Hot air balloon burners light up the night sky during MainStreet Roswell’s 24th annual Electric Light Parade, Saturday. Mark Wilson Photo
Roswell residents lined up along Main Street on a warm December night to take in the sights and sounds of the Electric Light Parade, a holiday celebration that commemorated 100 years of New Mexico statehood.
The annual event put on by MainStreet Roswell set the tone for the season with 25 floats that lit up downtown Roswell, while a Chr[auth] istmas caroling contest brought out contestants in vintage clothing from the early days of New Mexico.
“The people who are dressed up from the ’20s look really cool,” said Roswell resident Daniel Gladu, who brought his wife and two children. He added that Saturday’s Electric Light Parade was his first, and while gesturing to those in the long coats and hooped dresses behind him, said an event like this is all about community. “It’s awesome that everybody is out and having a good time. It’s cool like that.”
Of those dressed for the occasion was Erin Anderson with Accidental Harmony, a seven-person choir group from Hobbs that took first place in the contest.

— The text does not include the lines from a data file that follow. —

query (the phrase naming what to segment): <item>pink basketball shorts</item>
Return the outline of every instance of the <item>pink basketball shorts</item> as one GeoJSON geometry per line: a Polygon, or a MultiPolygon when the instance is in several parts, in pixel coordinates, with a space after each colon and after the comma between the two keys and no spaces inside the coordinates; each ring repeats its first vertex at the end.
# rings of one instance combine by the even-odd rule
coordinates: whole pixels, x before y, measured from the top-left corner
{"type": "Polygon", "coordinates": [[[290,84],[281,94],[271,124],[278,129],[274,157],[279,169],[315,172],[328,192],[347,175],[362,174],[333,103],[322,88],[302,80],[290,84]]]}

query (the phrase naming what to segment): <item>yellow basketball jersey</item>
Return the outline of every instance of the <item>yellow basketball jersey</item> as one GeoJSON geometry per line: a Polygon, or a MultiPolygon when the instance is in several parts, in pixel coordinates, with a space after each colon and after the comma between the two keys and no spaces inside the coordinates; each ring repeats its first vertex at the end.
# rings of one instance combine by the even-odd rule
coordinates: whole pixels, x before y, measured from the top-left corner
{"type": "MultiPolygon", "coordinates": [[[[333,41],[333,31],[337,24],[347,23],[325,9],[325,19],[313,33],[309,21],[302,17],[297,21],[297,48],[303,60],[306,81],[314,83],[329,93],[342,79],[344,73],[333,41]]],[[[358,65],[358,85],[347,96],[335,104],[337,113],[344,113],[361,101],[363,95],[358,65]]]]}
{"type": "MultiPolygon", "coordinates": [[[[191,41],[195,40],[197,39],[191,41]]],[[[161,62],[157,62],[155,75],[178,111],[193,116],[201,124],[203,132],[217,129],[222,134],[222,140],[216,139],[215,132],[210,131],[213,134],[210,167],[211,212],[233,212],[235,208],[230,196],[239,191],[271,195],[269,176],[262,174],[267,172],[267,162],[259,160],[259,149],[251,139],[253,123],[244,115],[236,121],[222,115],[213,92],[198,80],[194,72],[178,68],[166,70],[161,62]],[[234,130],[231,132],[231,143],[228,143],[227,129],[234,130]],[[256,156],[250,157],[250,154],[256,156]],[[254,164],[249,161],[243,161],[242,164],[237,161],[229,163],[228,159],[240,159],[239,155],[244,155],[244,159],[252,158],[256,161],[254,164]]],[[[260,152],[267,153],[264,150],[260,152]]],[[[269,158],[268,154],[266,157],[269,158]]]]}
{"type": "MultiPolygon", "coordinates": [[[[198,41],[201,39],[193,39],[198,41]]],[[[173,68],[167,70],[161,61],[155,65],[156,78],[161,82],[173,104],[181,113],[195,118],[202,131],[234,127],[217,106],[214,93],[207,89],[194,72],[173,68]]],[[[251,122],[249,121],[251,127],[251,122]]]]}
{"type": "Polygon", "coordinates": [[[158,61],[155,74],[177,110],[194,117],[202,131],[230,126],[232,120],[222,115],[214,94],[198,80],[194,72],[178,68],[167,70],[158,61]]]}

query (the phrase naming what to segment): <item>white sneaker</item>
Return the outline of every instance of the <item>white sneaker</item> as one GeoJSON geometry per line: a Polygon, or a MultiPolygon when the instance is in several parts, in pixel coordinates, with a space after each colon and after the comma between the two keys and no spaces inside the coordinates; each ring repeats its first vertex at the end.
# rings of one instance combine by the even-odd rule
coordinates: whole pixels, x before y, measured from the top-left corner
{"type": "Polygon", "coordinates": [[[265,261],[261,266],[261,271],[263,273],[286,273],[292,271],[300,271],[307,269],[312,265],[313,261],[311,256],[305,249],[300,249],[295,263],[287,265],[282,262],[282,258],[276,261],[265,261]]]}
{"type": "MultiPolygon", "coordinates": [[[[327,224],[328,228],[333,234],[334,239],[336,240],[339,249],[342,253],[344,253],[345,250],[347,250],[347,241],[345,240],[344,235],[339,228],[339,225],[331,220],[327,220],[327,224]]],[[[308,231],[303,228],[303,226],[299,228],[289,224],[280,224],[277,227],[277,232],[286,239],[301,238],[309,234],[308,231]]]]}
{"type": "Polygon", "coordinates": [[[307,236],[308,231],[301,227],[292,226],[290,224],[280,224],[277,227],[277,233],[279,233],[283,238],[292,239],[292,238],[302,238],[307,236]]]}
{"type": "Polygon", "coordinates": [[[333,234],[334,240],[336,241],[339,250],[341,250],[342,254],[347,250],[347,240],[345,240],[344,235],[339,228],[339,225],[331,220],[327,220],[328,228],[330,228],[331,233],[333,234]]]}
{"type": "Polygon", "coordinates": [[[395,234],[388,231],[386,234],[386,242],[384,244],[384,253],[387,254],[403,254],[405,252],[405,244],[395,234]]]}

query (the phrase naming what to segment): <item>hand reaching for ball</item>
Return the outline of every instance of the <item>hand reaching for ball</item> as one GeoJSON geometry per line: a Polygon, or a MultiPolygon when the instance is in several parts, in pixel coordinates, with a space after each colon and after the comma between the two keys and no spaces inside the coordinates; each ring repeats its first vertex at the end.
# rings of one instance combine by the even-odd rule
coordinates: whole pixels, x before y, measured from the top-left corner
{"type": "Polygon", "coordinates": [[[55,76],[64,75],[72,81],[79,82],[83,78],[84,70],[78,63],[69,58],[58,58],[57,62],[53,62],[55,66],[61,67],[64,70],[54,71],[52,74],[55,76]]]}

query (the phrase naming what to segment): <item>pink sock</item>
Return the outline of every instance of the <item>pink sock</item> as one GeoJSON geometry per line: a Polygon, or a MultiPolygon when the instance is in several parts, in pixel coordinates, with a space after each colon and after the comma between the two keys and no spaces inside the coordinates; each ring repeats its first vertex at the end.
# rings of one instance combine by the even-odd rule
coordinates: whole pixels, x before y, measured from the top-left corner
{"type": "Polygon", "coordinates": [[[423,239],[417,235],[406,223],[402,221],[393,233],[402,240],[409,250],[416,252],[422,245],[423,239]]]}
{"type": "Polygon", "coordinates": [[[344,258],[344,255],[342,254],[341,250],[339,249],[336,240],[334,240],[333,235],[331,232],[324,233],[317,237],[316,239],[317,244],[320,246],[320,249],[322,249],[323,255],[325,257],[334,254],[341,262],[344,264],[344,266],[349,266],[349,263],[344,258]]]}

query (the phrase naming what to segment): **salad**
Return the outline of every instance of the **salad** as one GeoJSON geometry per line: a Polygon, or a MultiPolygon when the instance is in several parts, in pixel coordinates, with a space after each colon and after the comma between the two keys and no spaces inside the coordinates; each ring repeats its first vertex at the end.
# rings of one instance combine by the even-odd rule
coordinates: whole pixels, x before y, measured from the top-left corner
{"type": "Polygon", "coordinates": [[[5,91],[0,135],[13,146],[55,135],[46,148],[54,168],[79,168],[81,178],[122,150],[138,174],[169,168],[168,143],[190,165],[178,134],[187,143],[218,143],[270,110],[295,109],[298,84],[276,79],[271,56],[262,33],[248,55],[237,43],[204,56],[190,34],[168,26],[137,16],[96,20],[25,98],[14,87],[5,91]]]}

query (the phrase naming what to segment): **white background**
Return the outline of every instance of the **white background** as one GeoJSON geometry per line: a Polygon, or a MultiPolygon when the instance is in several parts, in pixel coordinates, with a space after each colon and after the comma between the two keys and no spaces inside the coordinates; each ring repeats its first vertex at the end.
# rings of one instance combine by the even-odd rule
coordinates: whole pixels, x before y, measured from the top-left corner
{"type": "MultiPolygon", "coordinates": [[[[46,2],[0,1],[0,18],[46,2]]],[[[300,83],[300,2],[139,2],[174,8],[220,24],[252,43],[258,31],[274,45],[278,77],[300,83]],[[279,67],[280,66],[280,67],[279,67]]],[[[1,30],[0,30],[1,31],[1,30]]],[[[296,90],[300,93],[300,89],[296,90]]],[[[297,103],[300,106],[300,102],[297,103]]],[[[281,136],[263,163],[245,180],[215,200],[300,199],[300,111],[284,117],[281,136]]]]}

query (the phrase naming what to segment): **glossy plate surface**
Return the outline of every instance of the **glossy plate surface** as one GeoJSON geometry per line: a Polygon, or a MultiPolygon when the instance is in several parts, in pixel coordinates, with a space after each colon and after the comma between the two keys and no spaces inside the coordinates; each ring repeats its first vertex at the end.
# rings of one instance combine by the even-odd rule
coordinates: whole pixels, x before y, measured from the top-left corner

“When we got here, we just went up and down Main Street and sang for shops and people who were there,” Anderson said. “It was so cool to have audiences and see their faces. It was fantastic.”
The recently formed group, which plans to sing at other Christmas events later this year in Hobbs, managed to stop traffic a few times with both its singing and vintage look, Anderson said. “It makes you feel so good when people gather around. People from down the street would walk to us. … They would just gather, and you’d see their faces light up. It’s so great.
“There’s a bond you form with the people you’re singing with, and there’s nothing like making harmony and blending and just having fun with each other. And just to share that with everybody else, it’s just so amazing.”
Residents Marcos Casarez and his wife Katie said they have taken their 4-year-old son Alex to the Electric Light Parade each year since he was born.
“Honestly it’s more for him,” Marcos said. “He likes to see the lights — and Santa.”
“I think it’s great to see all the lights,” Katie said.
“It’s something to do,” Marcos said. “It’s something to get you out of your house and come out here with everybody. We rarely get downtown so it’s nice when they have these things.”
Calvary Baptist Church generated loud cheers with its rotating birthday cake that marked 100 years for the Land of Enchantment, taking home first place in the church group category, and Old Timers Balloon Club showcased five gondolas on its float and wowed residents with flames set to music, winning first in the nonprofit category. Other first-place winners were Krumland Auto Group in the commercial category with a lighted fire truck, Girl Scout Troop 31 in youth group and The Family Affair Bell Train in individual.
MainStreet Roswell president Peggy Seskey said 55 total pieces of moving equipment took part in the parade. Participants included local car clubs and churches as well as a number of nonprofits such as Roswell Refuge, Senior Olympics and Toys For Tots, which handed out toys to children from eight vehicles.
In the Caroling Contest, First Baptist Church and City Councilor Jason Perry’s family took second and third place, respectively. Other participants included singers from The Salvation Army and Roswell High School.